Question

Describe the location of the vertex of the parabola relative to the x-axis. How many zeros does the polynomial have? Assume p > 0.
location of parabola number of zeros
k > 0
k = 0
k < 0

Answer 1

The parabola is represented with the equation y = (1/4p)(x - h)^2 + k.


That is the vertex form of the equation, because h and k represent the coordinates of the vertex of the parabola, h is the x-coordinate of the vertex and k is the y-coordinate of the vertex.


So the vertex is (h, k).


To place it in the graph you just need to know the values of h and k. For example, for a positive value of p, if they k and h are positive, means the vertex is in the first quadrant.


After that the number of zeros will depend on the value of k.


Again assuming p is positive, which implies that the parabola opens upward.

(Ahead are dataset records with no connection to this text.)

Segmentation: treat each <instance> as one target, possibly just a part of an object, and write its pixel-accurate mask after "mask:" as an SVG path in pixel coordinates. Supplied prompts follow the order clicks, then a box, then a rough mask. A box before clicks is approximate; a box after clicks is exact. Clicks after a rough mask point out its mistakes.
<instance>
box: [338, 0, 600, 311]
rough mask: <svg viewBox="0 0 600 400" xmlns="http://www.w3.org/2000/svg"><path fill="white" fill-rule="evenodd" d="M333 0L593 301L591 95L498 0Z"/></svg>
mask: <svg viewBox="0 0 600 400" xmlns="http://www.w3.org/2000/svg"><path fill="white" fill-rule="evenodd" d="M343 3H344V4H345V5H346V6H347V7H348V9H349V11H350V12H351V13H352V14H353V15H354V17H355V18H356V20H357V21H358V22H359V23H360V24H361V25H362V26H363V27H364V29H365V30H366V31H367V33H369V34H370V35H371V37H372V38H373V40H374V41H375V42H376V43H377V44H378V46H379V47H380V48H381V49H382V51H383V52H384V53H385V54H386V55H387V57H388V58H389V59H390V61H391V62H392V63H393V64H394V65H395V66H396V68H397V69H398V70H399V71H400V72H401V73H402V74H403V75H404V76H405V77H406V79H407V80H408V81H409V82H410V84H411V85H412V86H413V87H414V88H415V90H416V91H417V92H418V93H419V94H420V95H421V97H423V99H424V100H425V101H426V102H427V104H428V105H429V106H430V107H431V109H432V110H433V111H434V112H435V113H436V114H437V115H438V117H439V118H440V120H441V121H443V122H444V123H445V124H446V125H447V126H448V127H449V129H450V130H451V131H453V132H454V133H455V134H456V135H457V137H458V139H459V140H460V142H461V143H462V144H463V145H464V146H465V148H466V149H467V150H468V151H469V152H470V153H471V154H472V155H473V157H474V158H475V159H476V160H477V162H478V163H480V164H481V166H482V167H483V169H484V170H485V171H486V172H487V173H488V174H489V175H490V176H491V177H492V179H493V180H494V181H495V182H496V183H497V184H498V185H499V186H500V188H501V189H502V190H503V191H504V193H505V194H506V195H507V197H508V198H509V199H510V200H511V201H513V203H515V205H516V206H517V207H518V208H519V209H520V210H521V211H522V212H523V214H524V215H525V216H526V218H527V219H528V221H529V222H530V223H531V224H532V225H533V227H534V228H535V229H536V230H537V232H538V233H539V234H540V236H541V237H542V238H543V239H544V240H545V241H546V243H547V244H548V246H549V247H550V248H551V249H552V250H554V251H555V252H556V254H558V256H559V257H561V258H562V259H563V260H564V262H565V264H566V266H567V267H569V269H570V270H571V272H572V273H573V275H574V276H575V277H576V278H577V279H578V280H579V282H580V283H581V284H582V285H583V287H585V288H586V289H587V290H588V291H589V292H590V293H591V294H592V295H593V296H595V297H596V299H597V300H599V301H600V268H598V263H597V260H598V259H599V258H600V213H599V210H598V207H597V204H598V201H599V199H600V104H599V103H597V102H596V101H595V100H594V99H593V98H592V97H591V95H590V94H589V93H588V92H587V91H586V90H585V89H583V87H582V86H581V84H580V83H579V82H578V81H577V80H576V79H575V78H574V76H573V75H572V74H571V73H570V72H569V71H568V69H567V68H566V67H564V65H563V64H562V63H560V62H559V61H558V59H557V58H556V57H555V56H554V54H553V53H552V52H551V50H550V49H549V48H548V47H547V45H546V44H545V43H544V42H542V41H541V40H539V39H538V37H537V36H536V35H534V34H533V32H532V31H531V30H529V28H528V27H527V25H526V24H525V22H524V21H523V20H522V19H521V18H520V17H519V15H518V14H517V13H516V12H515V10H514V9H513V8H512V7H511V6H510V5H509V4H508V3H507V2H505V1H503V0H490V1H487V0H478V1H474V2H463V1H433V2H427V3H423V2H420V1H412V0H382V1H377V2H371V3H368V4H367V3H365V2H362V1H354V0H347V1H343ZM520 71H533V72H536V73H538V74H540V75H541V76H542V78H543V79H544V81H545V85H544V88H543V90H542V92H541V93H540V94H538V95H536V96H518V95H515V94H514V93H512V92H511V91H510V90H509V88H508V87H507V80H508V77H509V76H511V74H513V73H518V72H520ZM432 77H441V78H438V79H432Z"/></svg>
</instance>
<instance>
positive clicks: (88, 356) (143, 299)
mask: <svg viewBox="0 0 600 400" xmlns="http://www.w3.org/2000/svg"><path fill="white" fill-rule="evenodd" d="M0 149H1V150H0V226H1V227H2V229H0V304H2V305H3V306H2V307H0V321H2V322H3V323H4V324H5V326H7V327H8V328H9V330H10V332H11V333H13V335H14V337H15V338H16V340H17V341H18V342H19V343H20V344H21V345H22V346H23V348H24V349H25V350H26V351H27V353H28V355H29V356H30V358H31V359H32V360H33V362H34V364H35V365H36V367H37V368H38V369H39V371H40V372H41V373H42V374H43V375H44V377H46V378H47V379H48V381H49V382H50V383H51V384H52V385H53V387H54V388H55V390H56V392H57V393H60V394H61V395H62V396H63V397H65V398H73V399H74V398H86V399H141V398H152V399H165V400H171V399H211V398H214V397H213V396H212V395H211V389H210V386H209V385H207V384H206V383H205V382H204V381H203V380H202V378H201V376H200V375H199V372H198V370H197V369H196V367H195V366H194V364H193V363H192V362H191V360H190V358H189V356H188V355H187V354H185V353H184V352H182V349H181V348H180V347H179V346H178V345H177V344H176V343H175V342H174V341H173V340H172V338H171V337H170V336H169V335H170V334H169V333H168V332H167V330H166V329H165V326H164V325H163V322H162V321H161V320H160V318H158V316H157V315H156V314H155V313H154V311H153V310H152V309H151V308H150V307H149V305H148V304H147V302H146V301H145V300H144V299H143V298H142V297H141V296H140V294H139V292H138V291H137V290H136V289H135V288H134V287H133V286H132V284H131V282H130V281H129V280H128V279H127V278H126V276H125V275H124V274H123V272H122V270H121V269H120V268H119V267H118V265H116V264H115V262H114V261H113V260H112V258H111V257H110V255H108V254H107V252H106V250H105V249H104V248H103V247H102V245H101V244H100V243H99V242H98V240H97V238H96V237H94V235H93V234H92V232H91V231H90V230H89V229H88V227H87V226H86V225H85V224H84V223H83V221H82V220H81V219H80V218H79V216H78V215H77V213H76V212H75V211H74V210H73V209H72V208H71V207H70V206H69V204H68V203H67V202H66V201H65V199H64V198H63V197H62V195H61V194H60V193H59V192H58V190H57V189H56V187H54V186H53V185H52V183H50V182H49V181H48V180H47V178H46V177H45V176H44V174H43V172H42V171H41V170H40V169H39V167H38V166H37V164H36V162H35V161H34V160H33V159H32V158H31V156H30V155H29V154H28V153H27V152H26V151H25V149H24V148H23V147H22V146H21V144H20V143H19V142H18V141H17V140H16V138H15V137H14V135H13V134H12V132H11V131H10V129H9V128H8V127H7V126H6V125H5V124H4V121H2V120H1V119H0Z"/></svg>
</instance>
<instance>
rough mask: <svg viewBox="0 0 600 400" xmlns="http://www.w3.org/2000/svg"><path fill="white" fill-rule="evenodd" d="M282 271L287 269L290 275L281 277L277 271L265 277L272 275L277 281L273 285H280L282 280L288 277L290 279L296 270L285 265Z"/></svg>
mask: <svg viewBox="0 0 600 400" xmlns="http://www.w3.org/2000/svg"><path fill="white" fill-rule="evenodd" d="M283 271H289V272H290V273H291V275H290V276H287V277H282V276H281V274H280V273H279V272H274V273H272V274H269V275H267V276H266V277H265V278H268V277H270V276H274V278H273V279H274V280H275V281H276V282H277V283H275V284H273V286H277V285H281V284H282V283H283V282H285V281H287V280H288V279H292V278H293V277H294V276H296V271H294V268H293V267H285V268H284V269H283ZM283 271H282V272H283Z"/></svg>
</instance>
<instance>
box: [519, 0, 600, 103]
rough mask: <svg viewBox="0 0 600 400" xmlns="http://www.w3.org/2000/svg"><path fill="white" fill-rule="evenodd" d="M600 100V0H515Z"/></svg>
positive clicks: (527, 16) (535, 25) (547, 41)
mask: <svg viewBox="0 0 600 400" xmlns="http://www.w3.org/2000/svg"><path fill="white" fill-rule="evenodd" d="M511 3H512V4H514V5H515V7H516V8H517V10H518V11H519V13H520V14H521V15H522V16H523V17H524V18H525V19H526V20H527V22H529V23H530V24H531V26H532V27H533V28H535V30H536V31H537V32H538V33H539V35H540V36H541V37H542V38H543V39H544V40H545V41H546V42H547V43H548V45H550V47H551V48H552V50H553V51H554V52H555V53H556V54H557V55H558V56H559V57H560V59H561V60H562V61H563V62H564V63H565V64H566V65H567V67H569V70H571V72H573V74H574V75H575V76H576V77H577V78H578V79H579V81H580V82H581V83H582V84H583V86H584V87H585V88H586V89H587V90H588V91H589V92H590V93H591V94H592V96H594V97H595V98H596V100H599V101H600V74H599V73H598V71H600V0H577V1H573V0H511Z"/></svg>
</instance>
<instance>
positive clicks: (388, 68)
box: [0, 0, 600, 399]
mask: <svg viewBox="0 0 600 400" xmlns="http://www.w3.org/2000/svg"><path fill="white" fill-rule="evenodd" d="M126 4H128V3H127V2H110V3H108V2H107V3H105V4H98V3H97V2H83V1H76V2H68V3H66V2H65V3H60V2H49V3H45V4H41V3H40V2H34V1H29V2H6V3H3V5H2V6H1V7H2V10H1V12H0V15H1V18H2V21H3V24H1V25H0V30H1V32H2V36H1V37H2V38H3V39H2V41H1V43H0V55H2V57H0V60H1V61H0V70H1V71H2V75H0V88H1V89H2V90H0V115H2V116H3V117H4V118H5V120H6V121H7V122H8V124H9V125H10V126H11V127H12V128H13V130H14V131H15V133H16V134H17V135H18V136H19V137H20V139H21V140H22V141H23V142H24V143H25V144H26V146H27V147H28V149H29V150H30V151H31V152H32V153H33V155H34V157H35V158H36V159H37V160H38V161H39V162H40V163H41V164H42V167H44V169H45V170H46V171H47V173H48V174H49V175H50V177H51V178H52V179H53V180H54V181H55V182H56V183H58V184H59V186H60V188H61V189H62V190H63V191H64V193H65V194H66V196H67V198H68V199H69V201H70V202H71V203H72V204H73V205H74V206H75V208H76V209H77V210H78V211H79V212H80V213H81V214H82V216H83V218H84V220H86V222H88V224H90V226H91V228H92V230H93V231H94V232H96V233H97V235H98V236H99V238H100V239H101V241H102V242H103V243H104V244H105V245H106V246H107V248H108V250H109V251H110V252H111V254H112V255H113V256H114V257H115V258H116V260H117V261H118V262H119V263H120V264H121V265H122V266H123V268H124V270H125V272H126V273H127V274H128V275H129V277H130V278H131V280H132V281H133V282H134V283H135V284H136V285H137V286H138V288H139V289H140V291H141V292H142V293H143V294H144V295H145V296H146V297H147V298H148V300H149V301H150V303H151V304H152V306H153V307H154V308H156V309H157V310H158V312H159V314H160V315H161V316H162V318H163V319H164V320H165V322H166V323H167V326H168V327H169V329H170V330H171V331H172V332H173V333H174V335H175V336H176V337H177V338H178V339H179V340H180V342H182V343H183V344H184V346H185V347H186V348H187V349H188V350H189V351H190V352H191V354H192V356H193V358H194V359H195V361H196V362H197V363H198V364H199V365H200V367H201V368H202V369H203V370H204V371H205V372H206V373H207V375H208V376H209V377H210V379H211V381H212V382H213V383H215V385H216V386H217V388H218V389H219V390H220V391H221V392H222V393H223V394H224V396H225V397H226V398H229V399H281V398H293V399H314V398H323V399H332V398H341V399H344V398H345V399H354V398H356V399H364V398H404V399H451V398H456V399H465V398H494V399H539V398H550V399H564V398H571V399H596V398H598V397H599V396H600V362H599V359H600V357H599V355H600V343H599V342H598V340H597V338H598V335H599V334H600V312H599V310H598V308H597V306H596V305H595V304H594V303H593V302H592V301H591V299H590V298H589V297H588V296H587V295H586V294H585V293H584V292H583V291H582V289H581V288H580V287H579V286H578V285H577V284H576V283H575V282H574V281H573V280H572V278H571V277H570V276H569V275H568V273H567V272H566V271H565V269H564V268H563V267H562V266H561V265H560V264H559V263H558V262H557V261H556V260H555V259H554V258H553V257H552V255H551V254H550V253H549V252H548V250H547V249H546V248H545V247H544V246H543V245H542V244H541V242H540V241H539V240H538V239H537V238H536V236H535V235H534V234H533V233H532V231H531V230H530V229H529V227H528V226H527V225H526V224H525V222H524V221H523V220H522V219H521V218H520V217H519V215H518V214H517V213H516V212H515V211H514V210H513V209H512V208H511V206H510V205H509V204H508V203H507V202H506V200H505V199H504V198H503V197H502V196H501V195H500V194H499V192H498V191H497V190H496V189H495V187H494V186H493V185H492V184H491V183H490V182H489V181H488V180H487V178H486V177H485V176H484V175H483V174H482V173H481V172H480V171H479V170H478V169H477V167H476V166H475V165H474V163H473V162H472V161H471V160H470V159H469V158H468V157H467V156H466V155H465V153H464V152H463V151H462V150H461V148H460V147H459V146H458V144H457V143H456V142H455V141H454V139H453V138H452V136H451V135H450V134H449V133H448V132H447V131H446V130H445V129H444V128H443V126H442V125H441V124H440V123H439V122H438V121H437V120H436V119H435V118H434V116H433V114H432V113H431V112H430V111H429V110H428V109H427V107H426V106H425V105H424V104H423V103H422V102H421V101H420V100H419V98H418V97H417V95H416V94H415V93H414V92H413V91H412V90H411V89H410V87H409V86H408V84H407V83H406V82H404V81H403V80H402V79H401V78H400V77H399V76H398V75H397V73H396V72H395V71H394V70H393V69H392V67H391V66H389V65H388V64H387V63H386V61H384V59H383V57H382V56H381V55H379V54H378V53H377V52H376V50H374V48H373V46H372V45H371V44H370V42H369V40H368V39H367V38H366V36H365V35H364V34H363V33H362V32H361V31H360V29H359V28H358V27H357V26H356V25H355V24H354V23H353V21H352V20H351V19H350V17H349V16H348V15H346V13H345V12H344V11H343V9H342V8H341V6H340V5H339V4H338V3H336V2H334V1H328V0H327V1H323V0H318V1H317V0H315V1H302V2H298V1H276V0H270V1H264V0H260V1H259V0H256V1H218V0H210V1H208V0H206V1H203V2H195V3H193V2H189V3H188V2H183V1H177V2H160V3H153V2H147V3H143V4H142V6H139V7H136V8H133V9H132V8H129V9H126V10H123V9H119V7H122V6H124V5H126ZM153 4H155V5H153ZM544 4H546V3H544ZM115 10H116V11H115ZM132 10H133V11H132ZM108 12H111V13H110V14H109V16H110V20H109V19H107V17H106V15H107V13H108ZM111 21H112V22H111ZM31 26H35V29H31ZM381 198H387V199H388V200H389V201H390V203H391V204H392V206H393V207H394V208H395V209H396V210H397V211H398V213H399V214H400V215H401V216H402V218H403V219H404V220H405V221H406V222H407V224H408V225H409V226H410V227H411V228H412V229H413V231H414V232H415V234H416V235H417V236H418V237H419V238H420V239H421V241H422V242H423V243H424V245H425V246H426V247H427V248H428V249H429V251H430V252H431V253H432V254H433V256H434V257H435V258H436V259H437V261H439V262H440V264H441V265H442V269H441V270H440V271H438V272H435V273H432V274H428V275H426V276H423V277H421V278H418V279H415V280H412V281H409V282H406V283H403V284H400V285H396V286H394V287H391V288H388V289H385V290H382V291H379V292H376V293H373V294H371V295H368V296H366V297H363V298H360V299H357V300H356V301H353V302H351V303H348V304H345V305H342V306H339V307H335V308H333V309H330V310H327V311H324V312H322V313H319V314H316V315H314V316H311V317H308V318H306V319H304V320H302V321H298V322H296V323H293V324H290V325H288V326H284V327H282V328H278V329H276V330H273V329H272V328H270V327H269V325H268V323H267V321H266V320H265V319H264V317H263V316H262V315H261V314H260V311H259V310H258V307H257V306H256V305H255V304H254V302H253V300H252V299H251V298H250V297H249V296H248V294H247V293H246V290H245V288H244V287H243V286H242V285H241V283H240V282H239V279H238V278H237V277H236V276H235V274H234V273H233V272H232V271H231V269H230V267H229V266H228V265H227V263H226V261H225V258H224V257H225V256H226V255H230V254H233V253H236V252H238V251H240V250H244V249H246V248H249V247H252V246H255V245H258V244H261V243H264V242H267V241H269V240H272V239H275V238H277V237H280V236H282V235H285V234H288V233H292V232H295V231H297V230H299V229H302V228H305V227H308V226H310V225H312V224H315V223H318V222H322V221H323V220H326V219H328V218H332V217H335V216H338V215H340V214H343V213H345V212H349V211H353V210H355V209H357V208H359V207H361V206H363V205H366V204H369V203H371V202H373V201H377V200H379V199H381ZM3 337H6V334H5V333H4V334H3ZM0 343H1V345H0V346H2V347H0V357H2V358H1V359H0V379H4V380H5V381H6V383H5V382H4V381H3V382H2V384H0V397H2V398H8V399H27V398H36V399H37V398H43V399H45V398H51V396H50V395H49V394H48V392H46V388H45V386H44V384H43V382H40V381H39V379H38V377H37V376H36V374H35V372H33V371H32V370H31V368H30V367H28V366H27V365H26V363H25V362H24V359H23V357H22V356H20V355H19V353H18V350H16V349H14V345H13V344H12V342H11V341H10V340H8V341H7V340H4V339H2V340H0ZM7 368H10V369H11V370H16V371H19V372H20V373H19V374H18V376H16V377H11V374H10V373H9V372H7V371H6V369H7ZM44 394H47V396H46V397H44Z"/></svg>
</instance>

k = 0 means the parabola has one zero, because the vertex is just on the x-axis.


k > 0 means the parabola has none zeros, because the vertex will be above the x-axis and it will not intersect the x - axis.

k < 0 means the parabola has two zeros, because the vertex will be below the x - axis and it will intersect the x -axis at two points.


If p is negative, the parabola opens downward and the conclusions are the opposite


k < 0 the parabola has non zeros.

k > 0 the parabola has two zeros

k = 0 the parabola has one zero (just as when p is positive)